- Directed by: Roy Battersby
- Written by: Farrukh Dhondy
- Produced by: Peter Ansorge Meenu Bachan Vibha Bhatnagar Dr. Phil Blackburn Michael Wearing
- Starring: Stockard Channing Pete Postlethwaite Juliet Stevenson Ron Silver David Bradley
- Cinematography: Uday Tiwari
- Edited by: Jeremy Gibbs
- Music by: Colin Towns
- Release date: September 2005;
- Running time: 113 minutes
- Country: United Kingdom
- Language: English
- Budget: £2,000,000 UK (est.)

= Red Mercury (film) =

Red Mercury is a 2005 British film thriller directed by Roy Battersby and starring Stockard Channing, Pete Postlethwaite, Juliet Stevenson, Ron Silver and David Bradley.

==Plot==
The film is a thriller about a terrorist kidnapping.
Three Islamist terrorist bomb-makers have just obtained some red mercury, a semi-mythical explosive. They get a tipoff that their safehouse is about to be raided and they flee on foot from the police. In an attempt to escape they kidnap hostages in a Greek restaurant in London and threaten to detonate a bomb containing the titular explosive. Eventually they are defeated and the hostages are saved and the film ends.

==Production==

The film was written, produced and filmed over four months.

The film was the first film aimed for a Western audience produced by a new film production company named Inspire, that planned to apply Bollywood film production methods to films made in the United Kingdom:

“The company was originally set up to do Bollywood films in London that could take advantage of Gordon Brown’s very generous tax breaks. It was Farrukh who persuaded them to start doing British movies. I suppose our analogy was the early Film on Four - a contemporary work which had a more extended life than a TV movie. And it grew from there.”

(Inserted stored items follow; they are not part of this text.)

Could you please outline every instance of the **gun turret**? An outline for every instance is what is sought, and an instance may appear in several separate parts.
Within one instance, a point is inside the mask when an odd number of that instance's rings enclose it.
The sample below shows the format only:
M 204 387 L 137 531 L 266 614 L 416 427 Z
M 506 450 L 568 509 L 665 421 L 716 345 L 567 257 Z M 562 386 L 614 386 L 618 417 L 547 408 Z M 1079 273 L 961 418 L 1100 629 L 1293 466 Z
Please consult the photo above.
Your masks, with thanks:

According to the producers the writer, Farrukh Dhondy, was interviewed by British counter-terrorism officials, to verify that the bomb-plot in the script was unrelated to their active investigations.

==Release==
The film was sold at the 2005 Cannes Film Market. It was released in the UK shortly after the 7 July 2005 London bombings, rendering its theme of Islamic terrorism particularly topical. It was screened at the Cleveland International Film Festival in 2006. It did not have a theatrical release in the US, being released to DVD in June 2007.

==Reception==
Variety compared it to Dog Day Afternoon and Juggernaut, as a socially-committed thriller with more talk than action. Their critic praised the technical values and performances, but found some of the plotting to be "sloppy" and "forced" with some characters "underwritten". Jack G Shaheen criticised it for the "one-dimensional" portrayal of the villains.